Every parent wants to provide the best opportunities for their child to succeed later in life, and in an increasingly competitive and globalized world, raising them bilingual can be one of the greatest head-starts you can offer. Bilingualism provides advantages when being considered for schools and jobs, not to mention more holistic benefits such as giving children sharper cognitive and problem solving skills. While the effort involved may seem daunting, there are plenty of techniques and tips you can follow to make sure your child absorbs as much of a second language as they can when they’re still young.

First of all, parents generally choose one of two main strategies when raising a child to be bilingual; the one person-one language method involves each parent speaking to the child in his or her own native language, which provides a solid exposure to both languages and allows the parents to communicate in their preferred language. However, it can become awkward when it comes to the parents communicating with each other, especially once the child realizes they can both speak both languages.

The second strategy is to speak only the minority language at home, assuming the child will learn the majority language once they enter school. This can be effective in teaching the child the minority language thoroughly, although possibly stressful on the parent who is less skilled in speaking it. Both of these strategies have their advantages and drawbacks, but the important thing is to choose one and be consistent with it.



Once you figure out which language you will be speaking with your child, the most important thing you can do is to read aloud with them. As little as fifteen minutes a day can form the habit of reading independently, as well as create a strong foundation of speaking and listening in the minority language. Picture books, storybooks, fairytales, or poetry are all fair game — anything to teach your child a love of reading that will encourage them to keep reading without you! Other bilingual activities you can perform with your child include board games, looking through old family photos, visiting the zoo or aquarium (which provides a great opportunity for practicing animal words,) a trip to the park or an art museum, writing stories, performing puppet shows—basically anything you can imagine can be used to engage in speaking and language practice.

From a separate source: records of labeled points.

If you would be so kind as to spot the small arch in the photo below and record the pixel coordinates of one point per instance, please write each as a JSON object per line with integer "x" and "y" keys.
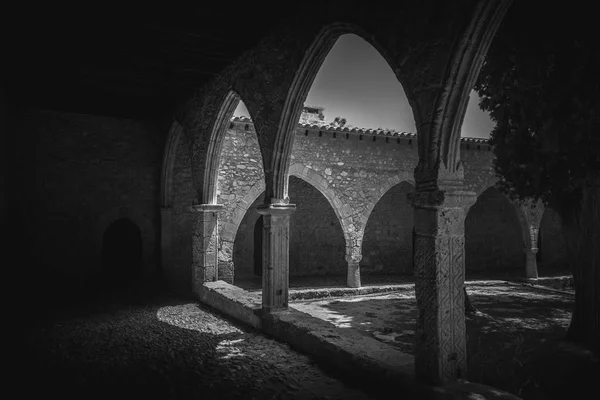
{"x": 493, "y": 236}
{"x": 148, "y": 235}
{"x": 318, "y": 241}
{"x": 122, "y": 253}
{"x": 388, "y": 236}
{"x": 316, "y": 180}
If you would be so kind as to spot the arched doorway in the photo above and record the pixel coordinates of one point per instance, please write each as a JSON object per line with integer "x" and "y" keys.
{"x": 122, "y": 256}
{"x": 389, "y": 238}
{"x": 493, "y": 238}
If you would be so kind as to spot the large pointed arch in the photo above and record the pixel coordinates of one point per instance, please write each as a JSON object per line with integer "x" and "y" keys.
{"x": 439, "y": 137}
{"x": 299, "y": 88}
{"x": 215, "y": 146}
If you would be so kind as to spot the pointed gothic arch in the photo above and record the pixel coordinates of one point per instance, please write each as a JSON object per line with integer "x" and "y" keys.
{"x": 299, "y": 88}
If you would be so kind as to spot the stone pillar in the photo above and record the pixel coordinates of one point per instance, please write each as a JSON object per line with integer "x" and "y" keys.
{"x": 205, "y": 240}
{"x": 276, "y": 253}
{"x": 353, "y": 279}
{"x": 166, "y": 237}
{"x": 530, "y": 254}
{"x": 439, "y": 261}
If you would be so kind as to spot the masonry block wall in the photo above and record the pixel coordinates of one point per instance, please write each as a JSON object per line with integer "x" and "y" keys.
{"x": 74, "y": 176}
{"x": 363, "y": 179}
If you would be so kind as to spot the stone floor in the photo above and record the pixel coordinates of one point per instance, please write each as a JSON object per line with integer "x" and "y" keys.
{"x": 163, "y": 348}
{"x": 390, "y": 317}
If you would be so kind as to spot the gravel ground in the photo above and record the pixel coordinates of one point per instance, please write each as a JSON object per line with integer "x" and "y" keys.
{"x": 164, "y": 349}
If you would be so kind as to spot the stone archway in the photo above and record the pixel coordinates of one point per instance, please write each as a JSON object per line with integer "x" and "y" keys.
{"x": 388, "y": 238}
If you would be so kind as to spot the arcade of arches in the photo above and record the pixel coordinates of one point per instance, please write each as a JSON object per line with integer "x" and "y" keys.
{"x": 193, "y": 212}
{"x": 350, "y": 190}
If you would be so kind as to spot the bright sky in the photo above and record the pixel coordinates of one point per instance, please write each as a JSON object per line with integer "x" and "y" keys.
{"x": 355, "y": 82}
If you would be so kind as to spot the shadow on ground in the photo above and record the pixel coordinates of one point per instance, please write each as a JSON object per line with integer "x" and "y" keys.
{"x": 516, "y": 333}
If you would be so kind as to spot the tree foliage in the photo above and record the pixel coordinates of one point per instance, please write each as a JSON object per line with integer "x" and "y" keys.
{"x": 541, "y": 84}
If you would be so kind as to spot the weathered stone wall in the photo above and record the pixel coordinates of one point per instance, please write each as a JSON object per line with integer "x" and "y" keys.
{"x": 364, "y": 178}
{"x": 74, "y": 175}
{"x": 493, "y": 238}
{"x": 552, "y": 248}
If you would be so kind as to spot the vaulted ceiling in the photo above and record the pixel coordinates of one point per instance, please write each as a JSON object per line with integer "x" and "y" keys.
{"x": 126, "y": 60}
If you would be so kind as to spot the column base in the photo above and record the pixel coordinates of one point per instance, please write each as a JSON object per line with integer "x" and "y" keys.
{"x": 531, "y": 263}
{"x": 276, "y": 244}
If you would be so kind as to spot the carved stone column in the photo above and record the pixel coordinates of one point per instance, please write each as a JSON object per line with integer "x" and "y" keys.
{"x": 531, "y": 252}
{"x": 276, "y": 253}
{"x": 353, "y": 279}
{"x": 440, "y": 336}
{"x": 205, "y": 239}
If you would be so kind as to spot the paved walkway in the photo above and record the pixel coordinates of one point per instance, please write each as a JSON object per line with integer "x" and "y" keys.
{"x": 390, "y": 317}
{"x": 165, "y": 349}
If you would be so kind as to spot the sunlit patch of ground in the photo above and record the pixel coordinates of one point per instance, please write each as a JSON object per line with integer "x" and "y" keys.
{"x": 504, "y": 337}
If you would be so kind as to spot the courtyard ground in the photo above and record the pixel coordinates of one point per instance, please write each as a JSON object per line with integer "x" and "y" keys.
{"x": 161, "y": 348}
{"x": 514, "y": 341}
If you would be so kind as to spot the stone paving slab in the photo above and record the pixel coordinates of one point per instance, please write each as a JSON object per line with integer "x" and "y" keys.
{"x": 346, "y": 349}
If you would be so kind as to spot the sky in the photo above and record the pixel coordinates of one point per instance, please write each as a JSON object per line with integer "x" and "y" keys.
{"x": 355, "y": 82}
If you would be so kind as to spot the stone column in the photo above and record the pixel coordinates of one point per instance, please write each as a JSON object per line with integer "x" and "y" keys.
{"x": 166, "y": 237}
{"x": 530, "y": 254}
{"x": 276, "y": 253}
{"x": 205, "y": 240}
{"x": 440, "y": 336}
{"x": 353, "y": 279}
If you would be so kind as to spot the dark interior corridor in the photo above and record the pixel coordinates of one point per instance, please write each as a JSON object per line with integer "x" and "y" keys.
{"x": 122, "y": 260}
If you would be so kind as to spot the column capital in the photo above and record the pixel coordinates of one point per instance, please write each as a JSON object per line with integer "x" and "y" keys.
{"x": 276, "y": 209}
{"x": 207, "y": 208}
{"x": 353, "y": 258}
{"x": 442, "y": 199}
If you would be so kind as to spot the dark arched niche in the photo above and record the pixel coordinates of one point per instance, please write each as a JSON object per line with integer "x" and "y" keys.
{"x": 122, "y": 255}
{"x": 493, "y": 238}
{"x": 388, "y": 241}
{"x": 317, "y": 244}
{"x": 552, "y": 249}
{"x": 245, "y": 248}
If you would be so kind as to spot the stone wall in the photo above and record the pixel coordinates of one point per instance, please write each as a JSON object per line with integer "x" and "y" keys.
{"x": 363, "y": 178}
{"x": 493, "y": 238}
{"x": 74, "y": 175}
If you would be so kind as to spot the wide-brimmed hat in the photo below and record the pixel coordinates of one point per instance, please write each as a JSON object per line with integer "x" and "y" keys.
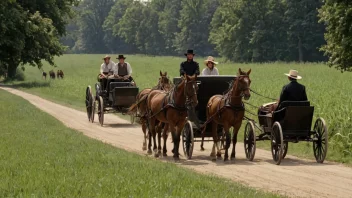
{"x": 189, "y": 52}
{"x": 294, "y": 74}
{"x": 106, "y": 56}
{"x": 210, "y": 59}
{"x": 121, "y": 57}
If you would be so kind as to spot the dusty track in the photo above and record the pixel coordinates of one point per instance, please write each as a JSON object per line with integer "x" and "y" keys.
{"x": 294, "y": 177}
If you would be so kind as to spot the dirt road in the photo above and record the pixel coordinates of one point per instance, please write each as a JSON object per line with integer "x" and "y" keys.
{"x": 294, "y": 177}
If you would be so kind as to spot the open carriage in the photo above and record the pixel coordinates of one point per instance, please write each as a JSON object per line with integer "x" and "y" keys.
{"x": 208, "y": 87}
{"x": 290, "y": 123}
{"x": 120, "y": 97}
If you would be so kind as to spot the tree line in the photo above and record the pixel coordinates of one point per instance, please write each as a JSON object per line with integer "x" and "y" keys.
{"x": 239, "y": 30}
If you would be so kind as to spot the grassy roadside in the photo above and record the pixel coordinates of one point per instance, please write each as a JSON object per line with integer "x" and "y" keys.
{"x": 39, "y": 157}
{"x": 328, "y": 90}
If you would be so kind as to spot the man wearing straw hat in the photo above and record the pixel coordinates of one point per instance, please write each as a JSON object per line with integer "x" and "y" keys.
{"x": 293, "y": 91}
{"x": 106, "y": 71}
{"x": 210, "y": 70}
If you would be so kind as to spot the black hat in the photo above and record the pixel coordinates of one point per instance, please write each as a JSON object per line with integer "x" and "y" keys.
{"x": 189, "y": 52}
{"x": 121, "y": 57}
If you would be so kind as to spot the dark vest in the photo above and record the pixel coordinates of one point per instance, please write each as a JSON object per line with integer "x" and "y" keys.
{"x": 122, "y": 69}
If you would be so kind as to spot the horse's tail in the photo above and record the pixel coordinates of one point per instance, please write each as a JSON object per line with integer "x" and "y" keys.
{"x": 134, "y": 107}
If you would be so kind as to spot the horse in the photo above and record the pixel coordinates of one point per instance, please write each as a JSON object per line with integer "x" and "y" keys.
{"x": 140, "y": 107}
{"x": 228, "y": 110}
{"x": 44, "y": 75}
{"x": 60, "y": 74}
{"x": 52, "y": 74}
{"x": 170, "y": 108}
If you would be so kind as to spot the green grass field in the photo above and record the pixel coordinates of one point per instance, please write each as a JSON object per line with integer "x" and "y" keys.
{"x": 39, "y": 157}
{"x": 328, "y": 90}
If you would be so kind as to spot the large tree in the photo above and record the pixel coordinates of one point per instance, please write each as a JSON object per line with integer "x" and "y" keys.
{"x": 30, "y": 32}
{"x": 195, "y": 17}
{"x": 337, "y": 15}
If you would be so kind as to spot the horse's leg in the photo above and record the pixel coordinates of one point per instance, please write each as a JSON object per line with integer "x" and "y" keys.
{"x": 144, "y": 129}
{"x": 156, "y": 130}
{"x": 215, "y": 140}
{"x": 201, "y": 144}
{"x": 165, "y": 135}
{"x": 160, "y": 128}
{"x": 228, "y": 141}
{"x": 236, "y": 128}
{"x": 151, "y": 128}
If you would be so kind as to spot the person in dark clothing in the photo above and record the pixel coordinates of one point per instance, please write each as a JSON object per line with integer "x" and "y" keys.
{"x": 293, "y": 91}
{"x": 189, "y": 67}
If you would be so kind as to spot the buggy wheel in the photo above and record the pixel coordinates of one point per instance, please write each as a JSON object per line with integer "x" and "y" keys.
{"x": 320, "y": 145}
{"x": 277, "y": 143}
{"x": 188, "y": 139}
{"x": 101, "y": 110}
{"x": 93, "y": 111}
{"x": 89, "y": 102}
{"x": 285, "y": 150}
{"x": 249, "y": 141}
{"x": 132, "y": 118}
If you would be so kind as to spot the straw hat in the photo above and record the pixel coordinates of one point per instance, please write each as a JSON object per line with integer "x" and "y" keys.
{"x": 210, "y": 59}
{"x": 107, "y": 56}
{"x": 294, "y": 74}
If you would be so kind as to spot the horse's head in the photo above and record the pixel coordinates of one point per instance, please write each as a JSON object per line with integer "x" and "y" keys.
{"x": 244, "y": 83}
{"x": 191, "y": 88}
{"x": 164, "y": 81}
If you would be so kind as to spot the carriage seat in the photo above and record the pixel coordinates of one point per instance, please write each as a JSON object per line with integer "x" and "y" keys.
{"x": 119, "y": 84}
{"x": 281, "y": 109}
{"x": 285, "y": 104}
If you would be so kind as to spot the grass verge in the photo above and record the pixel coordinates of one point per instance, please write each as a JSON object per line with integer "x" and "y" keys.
{"x": 39, "y": 157}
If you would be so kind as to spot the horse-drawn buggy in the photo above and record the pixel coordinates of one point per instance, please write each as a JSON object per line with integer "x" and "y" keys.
{"x": 120, "y": 95}
{"x": 208, "y": 86}
{"x": 291, "y": 122}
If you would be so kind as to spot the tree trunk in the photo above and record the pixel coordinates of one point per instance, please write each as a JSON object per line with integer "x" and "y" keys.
{"x": 11, "y": 72}
{"x": 300, "y": 50}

The more your child is immersed in the target language, the better, so if you can find opportunities to have them interact with people other than you and your partner, that would be ideal. One way to do this is to send your child to an immersion school, or to hire an au pair who speaks the target language. Of course, both of these can get expensive, so more realistic options may be to hire a high school or college student fluent in the target language to converse with your child, or to enroll him or her in an international pen pal program.



Raising a child to be bilingual is certainly a challenge for everyone involved, and it takes a great amount of perseverance. Be sure to keep your goals realistic and remain flexible—everyone learns at a different rate, and if your child isn’t reading and writing bilingually at the age you had hoped, don’t feel defeated. They may just be demonstrating language skills at their own pace, and the important thing is to keep encouraging and interacting with them. Remember that being bilingual will provide them twice as many opportunities later in life, and they’ll thank you for it!

Is your family bilingual? Do you have any strategies that worked for you in raising your children?